For data we just create it as 2 lists -[1,2,3,4,5] and [4,3,3,5,4].

These are points such as (1,4), (2,3), (3,3), and so on.

output_file('index.html')

We set the output file to index.html using the above code.

p = figure(
    title = 'Example chart',
    x_axis_label = 'X axis',
    y_axis_label = 'Y axis'
)

We use the figure() to create the plot. The figure() takes in multiple attributes. You can refer to the documentation of this module for further details.

We shall use the title, x_axis_label and y_axis_label.

p.line(x, y, legend="test", line_width=1.5)

Now coming to rendering the glyph, we will use the code snippet above. We specify the two lists x and y defined earlier. We also specify additional parameters such as legend and line_width.

Kindly note, these parameters are used here because we are using line chart. These parameters tend to vary for the other types of graphs.

show(p)

We use the show() function to display the result and the result is displayed on index.html as shown below. The entire code is attached as well.

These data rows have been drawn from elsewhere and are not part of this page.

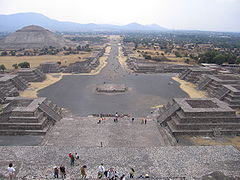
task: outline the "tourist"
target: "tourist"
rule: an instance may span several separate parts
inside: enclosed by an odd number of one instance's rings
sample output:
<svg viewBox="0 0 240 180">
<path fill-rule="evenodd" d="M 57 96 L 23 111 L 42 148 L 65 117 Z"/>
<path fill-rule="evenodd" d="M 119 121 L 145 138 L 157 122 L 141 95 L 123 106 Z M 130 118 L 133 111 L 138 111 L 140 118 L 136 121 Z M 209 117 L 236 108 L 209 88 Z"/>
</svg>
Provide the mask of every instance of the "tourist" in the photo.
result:
<svg viewBox="0 0 240 180">
<path fill-rule="evenodd" d="M 103 163 L 98 167 L 98 178 L 101 179 L 104 176 L 105 167 Z"/>
<path fill-rule="evenodd" d="M 132 122 L 134 121 L 134 117 L 132 117 Z"/>
<path fill-rule="evenodd" d="M 74 166 L 74 161 L 75 161 L 75 157 L 74 157 L 74 155 L 72 154 L 71 157 L 70 157 L 70 165 L 71 165 L 71 166 Z"/>
<path fill-rule="evenodd" d="M 134 178 L 134 174 L 135 174 L 135 170 L 133 168 L 130 168 L 129 175 L 131 179 Z"/>
<path fill-rule="evenodd" d="M 144 124 L 144 119 L 142 118 L 141 124 Z"/>
<path fill-rule="evenodd" d="M 84 165 L 80 168 L 81 178 L 85 179 L 87 177 L 87 166 Z"/>
<path fill-rule="evenodd" d="M 9 179 L 12 180 L 14 178 L 14 174 L 15 174 L 15 169 L 13 168 L 12 163 L 9 164 L 7 171 L 8 171 Z"/>
<path fill-rule="evenodd" d="M 115 178 L 115 172 L 114 172 L 114 169 L 113 169 L 113 168 L 110 168 L 110 169 L 109 169 L 107 178 L 108 178 L 109 180 L 114 180 L 114 178 Z"/>
<path fill-rule="evenodd" d="M 116 122 L 118 122 L 118 113 L 115 114 Z"/>
<path fill-rule="evenodd" d="M 58 167 L 54 166 L 54 168 L 53 168 L 53 177 L 54 178 L 58 178 L 58 173 L 59 173 Z"/>
<path fill-rule="evenodd" d="M 125 174 L 123 174 L 121 177 L 120 177 L 120 180 L 125 180 L 126 177 L 125 177 Z"/>
<path fill-rule="evenodd" d="M 65 179 L 65 177 L 66 177 L 65 167 L 64 167 L 63 165 L 61 165 L 60 168 L 59 168 L 59 170 L 60 170 L 61 178 L 62 178 L 62 179 Z"/>
<path fill-rule="evenodd" d="M 147 119 L 144 120 L 144 124 L 147 124 Z"/>
<path fill-rule="evenodd" d="M 78 153 L 75 153 L 75 158 L 76 158 L 76 159 L 79 159 Z"/>
</svg>

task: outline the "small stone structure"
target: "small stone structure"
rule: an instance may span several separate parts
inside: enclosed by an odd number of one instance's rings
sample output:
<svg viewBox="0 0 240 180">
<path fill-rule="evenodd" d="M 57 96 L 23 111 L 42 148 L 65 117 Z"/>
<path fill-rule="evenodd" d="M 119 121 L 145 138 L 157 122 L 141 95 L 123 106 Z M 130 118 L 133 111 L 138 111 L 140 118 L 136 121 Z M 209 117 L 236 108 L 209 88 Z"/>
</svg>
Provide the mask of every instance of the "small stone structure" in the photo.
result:
<svg viewBox="0 0 240 180">
<path fill-rule="evenodd" d="M 158 121 L 177 135 L 240 134 L 240 116 L 217 98 L 174 98 L 159 110 Z"/>
<path fill-rule="evenodd" d="M 46 79 L 46 75 L 35 68 L 22 68 L 18 70 L 18 75 L 28 82 L 42 82 Z"/>
<path fill-rule="evenodd" d="M 234 74 L 221 74 L 221 75 L 203 75 L 199 78 L 197 83 L 199 90 L 206 90 L 210 97 L 216 97 L 217 91 L 222 85 L 240 84 L 240 76 Z M 219 94 L 220 97 L 226 92 Z"/>
<path fill-rule="evenodd" d="M 38 67 L 43 73 L 59 73 L 60 65 L 57 62 L 46 62 Z"/>
<path fill-rule="evenodd" d="M 8 97 L 1 105 L 1 135 L 43 135 L 62 118 L 61 108 L 47 98 Z"/>
<path fill-rule="evenodd" d="M 189 66 L 153 62 L 143 59 L 128 58 L 127 65 L 136 73 L 181 73 Z"/>
<path fill-rule="evenodd" d="M 222 85 L 215 93 L 214 97 L 228 103 L 233 109 L 240 108 L 240 84 Z"/>
<path fill-rule="evenodd" d="M 84 61 L 78 61 L 75 63 L 69 64 L 69 66 L 65 67 L 63 72 L 65 73 L 89 73 L 93 69 L 97 68 L 100 65 L 99 58 L 103 56 L 105 52 L 105 48 L 100 50 L 98 53 L 93 55 L 94 57 L 90 57 L 85 59 Z"/>
<path fill-rule="evenodd" d="M 65 73 L 89 73 L 100 64 L 96 58 L 88 58 L 85 61 L 78 61 L 69 64 L 64 70 Z"/>
<path fill-rule="evenodd" d="M 179 75 L 179 78 L 188 82 L 196 83 L 199 81 L 199 77 L 202 74 L 215 74 L 215 73 L 216 70 L 211 68 L 205 67 L 188 68 Z"/>
<path fill-rule="evenodd" d="M 0 74 L 0 98 L 18 96 L 19 92 L 26 89 L 27 82 L 18 75 Z"/>
<path fill-rule="evenodd" d="M 102 84 L 97 86 L 96 91 L 106 93 L 118 93 L 127 91 L 127 87 L 124 84 Z"/>
</svg>

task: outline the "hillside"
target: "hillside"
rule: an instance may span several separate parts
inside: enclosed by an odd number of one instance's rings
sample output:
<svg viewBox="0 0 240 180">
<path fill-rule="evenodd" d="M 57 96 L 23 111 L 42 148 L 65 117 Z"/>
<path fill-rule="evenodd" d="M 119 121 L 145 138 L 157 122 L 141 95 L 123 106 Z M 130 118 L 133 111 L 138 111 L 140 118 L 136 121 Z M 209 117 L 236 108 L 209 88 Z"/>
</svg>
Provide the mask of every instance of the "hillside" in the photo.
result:
<svg viewBox="0 0 240 180">
<path fill-rule="evenodd" d="M 17 13 L 10 15 L 0 15 L 0 32 L 13 32 L 24 26 L 38 25 L 47 28 L 51 31 L 162 31 L 165 28 L 159 25 L 141 25 L 131 23 L 124 26 L 110 24 L 80 24 L 75 22 L 63 22 L 50 19 L 39 13 Z"/>
</svg>

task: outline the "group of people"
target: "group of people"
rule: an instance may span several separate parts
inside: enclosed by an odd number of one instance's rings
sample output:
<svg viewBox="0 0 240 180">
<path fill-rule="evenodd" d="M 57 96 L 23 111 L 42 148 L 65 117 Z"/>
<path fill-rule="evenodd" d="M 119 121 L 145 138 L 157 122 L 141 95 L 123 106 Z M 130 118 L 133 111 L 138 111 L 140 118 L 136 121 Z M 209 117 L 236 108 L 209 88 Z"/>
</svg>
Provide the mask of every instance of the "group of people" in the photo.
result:
<svg viewBox="0 0 240 180">
<path fill-rule="evenodd" d="M 134 178 L 135 170 L 133 168 L 130 168 L 129 177 Z M 104 179 L 107 178 L 108 180 L 125 180 L 126 175 L 122 174 L 120 176 L 119 172 L 114 170 L 114 168 L 109 168 L 108 170 L 105 169 L 103 166 L 103 163 L 98 167 L 98 173 L 97 173 L 98 179 Z"/>
<path fill-rule="evenodd" d="M 53 168 L 53 177 L 54 178 L 59 178 L 59 175 L 61 176 L 62 179 L 65 179 L 66 177 L 66 169 L 63 165 L 61 165 L 59 168 L 57 166 L 54 166 Z"/>
</svg>

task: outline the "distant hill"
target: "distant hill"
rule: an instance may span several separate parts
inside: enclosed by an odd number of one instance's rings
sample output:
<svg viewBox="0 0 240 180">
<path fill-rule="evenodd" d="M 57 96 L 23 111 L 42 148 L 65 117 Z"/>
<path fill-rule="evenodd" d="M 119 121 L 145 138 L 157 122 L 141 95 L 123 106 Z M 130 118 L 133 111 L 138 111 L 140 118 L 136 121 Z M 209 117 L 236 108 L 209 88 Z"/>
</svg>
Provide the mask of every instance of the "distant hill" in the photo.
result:
<svg viewBox="0 0 240 180">
<path fill-rule="evenodd" d="M 63 22 L 50 19 L 39 13 L 17 13 L 11 15 L 0 15 L 0 32 L 13 32 L 24 26 L 38 25 L 51 31 L 163 31 L 165 28 L 153 25 L 141 25 L 131 23 L 125 26 L 110 24 L 79 24 L 74 22 Z"/>
<path fill-rule="evenodd" d="M 0 41 L 1 49 L 74 46 L 71 41 L 40 26 L 26 26 Z"/>
</svg>

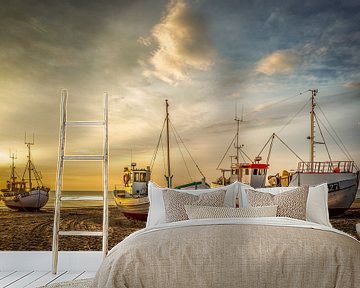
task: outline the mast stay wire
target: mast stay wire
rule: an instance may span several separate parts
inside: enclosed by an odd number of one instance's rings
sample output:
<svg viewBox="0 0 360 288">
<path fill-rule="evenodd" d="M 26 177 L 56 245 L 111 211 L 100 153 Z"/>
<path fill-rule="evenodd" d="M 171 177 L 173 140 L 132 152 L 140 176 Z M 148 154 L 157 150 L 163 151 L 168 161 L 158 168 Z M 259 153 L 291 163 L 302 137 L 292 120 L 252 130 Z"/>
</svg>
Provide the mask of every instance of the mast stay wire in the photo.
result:
<svg viewBox="0 0 360 288">
<path fill-rule="evenodd" d="M 249 155 L 247 155 L 245 153 L 245 151 L 243 150 L 243 147 L 239 147 L 239 151 L 240 151 L 241 157 L 243 158 L 244 162 L 246 162 L 244 155 L 250 162 L 253 162 L 253 160 L 249 157 Z"/>
<path fill-rule="evenodd" d="M 275 101 L 275 102 L 269 104 L 266 108 L 269 108 L 269 107 L 274 106 L 274 105 L 279 104 L 279 103 L 285 103 L 285 102 L 289 101 L 290 99 L 293 99 L 293 98 L 295 98 L 295 97 L 297 97 L 297 96 L 299 96 L 299 95 L 302 95 L 302 94 L 304 94 L 304 93 L 306 93 L 306 92 L 308 92 L 308 90 L 304 90 L 304 91 L 302 91 L 302 92 L 300 92 L 300 93 L 297 93 L 297 94 L 295 94 L 295 95 L 291 95 L 291 96 L 289 96 L 289 97 L 287 97 L 287 98 L 285 98 L 285 99 L 280 99 L 280 100 L 278 100 L 278 101 Z M 309 101 L 310 101 L 310 100 L 308 100 L 308 102 L 309 102 Z M 308 102 L 307 102 L 307 103 L 308 103 Z M 307 103 L 306 103 L 306 104 L 307 104 Z M 302 109 L 305 108 L 306 104 L 304 105 L 304 107 L 303 107 Z M 301 109 L 301 110 L 302 110 L 302 109 Z M 258 112 L 258 109 L 254 109 L 254 110 L 246 113 L 245 116 L 250 115 L 250 114 L 253 114 L 253 113 L 255 113 L 255 112 Z M 300 112 L 301 112 L 301 111 L 299 111 L 298 113 L 296 113 L 296 115 L 295 115 L 283 128 L 280 129 L 279 133 L 280 133 L 287 125 L 289 125 L 290 122 L 291 122 L 291 121 L 297 116 L 297 114 L 299 114 Z M 242 117 L 243 117 L 243 116 L 242 116 Z M 269 140 L 266 142 L 266 144 L 265 144 L 264 147 L 261 149 L 261 151 L 260 151 L 260 153 L 258 154 L 258 156 L 260 156 L 260 154 L 263 152 L 263 150 L 265 149 L 265 147 L 267 146 L 267 144 L 269 143 L 269 141 L 271 140 L 272 137 L 273 137 L 273 135 L 272 135 L 272 136 L 269 138 Z M 221 163 L 224 161 L 224 159 L 225 159 L 227 153 L 229 152 L 232 144 L 234 143 L 235 139 L 236 139 L 236 135 L 234 136 L 234 138 L 233 138 L 232 141 L 230 142 L 230 145 L 229 145 L 229 147 L 227 148 L 224 156 L 221 158 L 218 166 L 216 167 L 216 170 L 219 170 L 219 167 L 220 167 Z M 284 143 L 284 144 L 285 144 L 285 143 Z M 288 148 L 288 149 L 290 149 L 290 148 Z M 291 149 L 290 149 L 290 150 L 291 150 Z M 241 149 L 240 149 L 240 151 L 241 151 Z M 292 151 L 292 150 L 291 150 L 291 151 Z M 243 152 L 243 151 L 241 151 L 241 152 Z M 292 152 L 293 152 L 293 151 L 292 151 Z M 294 153 L 294 152 L 293 152 L 293 153 Z M 296 155 L 296 153 L 295 153 L 295 155 Z M 245 154 L 245 156 L 252 162 L 252 160 L 250 159 L 250 157 L 249 157 L 248 155 Z M 269 158 L 269 157 L 270 157 L 270 155 L 268 156 L 268 158 Z M 296 155 L 296 157 L 298 157 L 298 156 Z M 300 157 L 298 157 L 298 158 L 301 159 Z M 301 161 L 302 161 L 302 160 L 301 160 Z M 303 161 L 302 161 L 302 162 L 303 162 Z"/>
<path fill-rule="evenodd" d="M 271 141 L 271 140 L 274 140 L 274 137 L 276 137 L 288 150 L 290 150 L 294 155 L 295 155 L 295 157 L 296 158 L 298 158 L 301 162 L 304 162 L 304 160 L 303 159 L 301 159 L 301 157 L 298 155 L 298 154 L 296 154 L 296 152 L 294 151 L 294 150 L 292 150 L 290 147 L 289 147 L 289 145 L 287 145 L 278 135 L 276 135 L 275 133 L 273 133 L 271 136 L 270 136 L 270 138 L 268 139 L 268 141 L 265 143 L 265 145 L 264 145 L 264 147 L 261 149 L 261 151 L 259 152 L 259 154 L 258 154 L 258 156 L 257 157 L 259 157 L 260 155 L 261 155 L 261 153 L 264 151 L 264 149 L 266 148 L 266 146 L 269 144 L 269 142 Z M 271 141 L 271 145 L 272 145 L 272 141 Z M 269 150 L 269 154 L 268 154 L 268 157 L 267 157 L 267 163 L 268 163 L 268 161 L 270 161 L 270 153 L 271 153 L 271 149 Z"/>
<path fill-rule="evenodd" d="M 285 102 L 289 101 L 290 99 L 293 99 L 293 98 L 295 98 L 295 97 L 297 97 L 297 96 L 300 96 L 300 95 L 302 95 L 302 94 L 304 94 L 304 93 L 306 93 L 306 92 L 308 92 L 308 90 L 305 90 L 305 91 L 303 91 L 303 92 L 300 92 L 300 93 L 291 95 L 291 96 L 289 96 L 289 97 L 287 97 L 287 98 L 285 98 L 285 99 L 280 99 L 280 100 L 278 100 L 278 101 L 275 101 L 275 102 L 273 102 L 273 103 L 270 103 L 268 106 L 266 106 L 266 108 L 272 107 L 272 106 L 274 106 L 274 105 L 276 105 L 276 104 L 279 104 L 279 103 L 285 103 Z M 256 112 L 258 112 L 258 109 L 254 109 L 254 110 L 246 113 L 244 116 L 248 116 L 248 115 L 253 114 L 253 113 L 256 113 Z"/>
<path fill-rule="evenodd" d="M 163 126 L 162 126 L 162 129 L 161 129 L 161 132 L 160 132 L 160 137 L 158 139 L 158 142 L 156 144 L 156 148 L 155 148 L 155 151 L 154 151 L 154 154 L 151 158 L 151 161 L 150 161 L 150 171 L 152 171 L 153 167 L 154 167 L 154 164 L 155 164 L 155 161 L 156 161 L 156 156 L 157 156 L 157 152 L 159 150 L 159 145 L 160 145 L 160 141 L 161 141 L 161 138 L 162 138 L 162 133 L 164 132 L 164 127 L 165 127 L 165 120 L 164 120 L 164 123 L 163 123 Z"/>
<path fill-rule="evenodd" d="M 161 150 L 162 150 L 162 156 L 163 156 L 163 164 L 164 164 L 164 175 L 166 175 L 166 163 L 165 163 L 165 152 L 164 152 L 164 143 L 162 137 L 161 139 Z"/>
<path fill-rule="evenodd" d="M 229 152 L 229 150 L 230 150 L 232 144 L 234 143 L 235 139 L 236 139 L 236 135 L 235 135 L 234 138 L 231 140 L 230 145 L 229 145 L 229 147 L 226 149 L 226 152 L 225 152 L 224 156 L 221 158 L 220 163 L 219 163 L 218 166 L 216 167 L 216 170 L 219 170 L 219 167 L 220 167 L 221 163 L 224 161 L 224 158 L 225 158 L 225 156 L 227 155 L 227 153 Z"/>
<path fill-rule="evenodd" d="M 295 151 L 292 150 L 278 135 L 275 134 L 275 136 L 276 136 L 276 138 L 279 139 L 280 142 L 281 142 L 286 148 L 288 148 L 301 162 L 305 162 L 305 161 L 304 161 L 303 159 L 301 159 L 301 157 L 300 157 L 299 155 L 297 155 L 297 154 L 295 153 Z"/>
<path fill-rule="evenodd" d="M 359 170 L 358 166 L 356 165 L 354 159 L 351 157 L 350 153 L 347 151 L 346 147 L 341 147 L 341 145 L 337 142 L 337 140 L 335 139 L 335 137 L 330 133 L 330 131 L 327 129 L 327 127 L 324 125 L 324 123 L 321 121 L 321 119 L 319 119 L 319 122 L 321 123 L 321 125 L 323 125 L 323 127 L 325 128 L 326 132 L 330 135 L 331 139 L 335 142 L 335 144 L 339 147 L 339 149 L 344 153 L 344 155 L 346 156 L 346 158 L 349 161 L 353 161 L 354 162 L 354 166 L 357 170 Z M 343 143 L 342 143 L 343 144 Z M 344 144 L 343 144 L 344 145 Z M 345 149 L 345 150 L 344 150 Z"/>
<path fill-rule="evenodd" d="M 201 174 L 201 176 L 202 176 L 204 179 L 206 179 L 204 173 L 200 170 L 199 165 L 196 163 L 195 159 L 193 158 L 193 156 L 191 155 L 190 151 L 189 151 L 188 148 L 186 147 L 183 139 L 180 137 L 180 134 L 177 132 L 175 126 L 172 125 L 172 121 L 170 121 L 170 125 L 173 127 L 175 134 L 176 134 L 176 135 L 178 136 L 178 138 L 180 139 L 181 144 L 184 146 L 186 152 L 189 154 L 190 159 L 191 159 L 191 160 L 193 161 L 193 163 L 195 164 L 195 167 L 197 168 L 197 170 L 199 171 L 199 173 Z"/>
<path fill-rule="evenodd" d="M 322 130 L 321 130 L 321 127 L 320 127 L 319 119 L 318 119 L 316 113 L 314 113 L 314 116 L 315 116 L 316 124 L 317 124 L 317 126 L 318 126 L 318 128 L 319 128 L 319 132 L 320 132 L 321 138 L 322 138 L 322 140 L 323 140 L 323 143 L 321 143 L 321 144 L 324 144 L 324 145 L 325 145 L 326 153 L 328 154 L 328 157 L 329 157 L 329 160 L 330 160 L 330 163 L 331 163 L 331 166 L 332 166 L 332 159 L 331 159 L 331 156 L 330 156 L 330 152 L 329 152 L 328 146 L 326 145 L 326 142 L 325 142 L 324 134 L 322 133 Z M 320 143 L 318 143 L 318 144 L 320 144 Z"/>
<path fill-rule="evenodd" d="M 319 103 L 316 103 L 317 107 L 319 108 L 319 111 L 321 112 L 322 116 L 325 118 L 327 124 L 329 125 L 329 127 L 331 128 L 331 130 L 333 131 L 333 133 L 335 134 L 337 140 L 340 142 L 340 144 L 338 143 L 338 141 L 336 141 L 335 137 L 330 133 L 330 131 L 326 128 L 326 126 L 322 123 L 322 125 L 324 126 L 325 130 L 328 132 L 328 134 L 330 135 L 330 137 L 333 139 L 333 141 L 335 142 L 335 144 L 339 147 L 339 149 L 345 154 L 345 156 L 351 160 L 354 161 L 354 159 L 351 157 L 349 151 L 347 150 L 345 144 L 342 142 L 341 138 L 339 137 L 339 135 L 336 133 L 336 130 L 334 129 L 334 127 L 331 125 L 330 121 L 327 119 L 325 113 L 323 112 L 323 110 L 321 109 L 321 107 L 319 106 Z M 355 164 L 354 161 L 354 165 L 355 168 L 358 169 L 357 165 Z"/>
<path fill-rule="evenodd" d="M 190 174 L 189 167 L 188 167 L 188 165 L 187 165 L 187 163 L 186 163 L 186 161 L 185 161 L 184 154 L 182 153 L 182 150 L 181 150 L 181 147 L 180 147 L 180 143 L 179 143 L 179 141 L 178 141 L 178 137 L 177 137 L 177 135 L 175 134 L 174 125 L 172 124 L 172 122 L 171 122 L 170 120 L 169 120 L 169 123 L 170 123 L 171 131 L 173 132 L 173 135 L 174 135 L 176 144 L 177 144 L 177 146 L 178 146 L 178 149 L 179 149 L 181 158 L 182 158 L 183 161 L 184 161 L 186 171 L 187 171 L 188 176 L 189 176 L 189 178 L 190 178 L 190 182 L 193 182 L 193 179 L 192 179 L 191 174 Z"/>
<path fill-rule="evenodd" d="M 305 107 L 308 105 L 308 103 L 310 102 L 311 99 L 309 99 L 308 101 L 306 101 L 306 103 L 304 104 L 304 106 L 302 106 L 300 108 L 300 110 L 298 110 L 293 117 L 291 117 L 291 119 L 277 132 L 277 134 L 280 134 L 281 131 L 283 131 L 304 109 Z"/>
</svg>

from bokeh.plotting import figure, output_file, show
x=[1,2,3,4,5]
y=[4,3,3,5,4]

# defining the output file
output_file('index.html')

# Adding the plot
p = figure(
    title = 'Example chart',
    x_axis_label = 'X axis',
    y_axis_label = 'Y axis'
)

# Rendering the graph
p.line(x, y, legend="test", line_width=1.5)

# Display the results
show(p)
Output Chart Shown On Index Html
Output Chart Shown On index.html

2. Plotting graphs from CSV files

To plot a graph, we will use a simple dataset of Cars which has 2 columns namely the name of the car and horsepower. We will understand the correlation between these parameters using graphs. The dataset is as shown below

Da
Dataset

The above dataset can be plotted as a histogram (hbar) graph using Bokeh and the code for this is as follows:

from bokeh.plotting import figure, output_file, show, save, ColumnDataSource
from bokeh.models.tools import HoverTool
from bokeh.transform import factor_cmap
from bokeh.palettes import Blues8
from bokeh.embed import components
import pandas

df = pandas.read_csv('cars.csv')

source = ColumnDataSource(df)

output_file('index.html')
car_list = source.data['Car'].tolist()

# Add plot
p = figure(
    y_range=car_list,
    plot_width=800,
    plot_height=600,
    title='Cars With Top Horsepower',
    x_axis_label='Horsepower',
    tools="pan,box_select,zoom_in,zoom_out,save,reset"
)

# Render glyph
p.hbar(
    y='Car',
    right='Horsepower',
    left=0,
    height=0.4,
    fill_color=factor_cmap(
      'Car',
      palette=Blues8,
      factors=car_list
    ),
    fill_alpha=0.9,
    source=source,
    legend='Car'
)

# Add Legend
p.legend.orientation = 'vertical'
p.legend.location = 'top_right'
p.legend.label_text_font_size = '10px'


# Show results
show(p)

The output rendered on index.html is as follows:

Graph Output
Graph Output

Conclusion

Hence, we come to the end of this article. Bokeh is one of the robust data visualization libraries that you can use for all your projects. Do try out the examples in this article and let us know what you feel in the comments section below.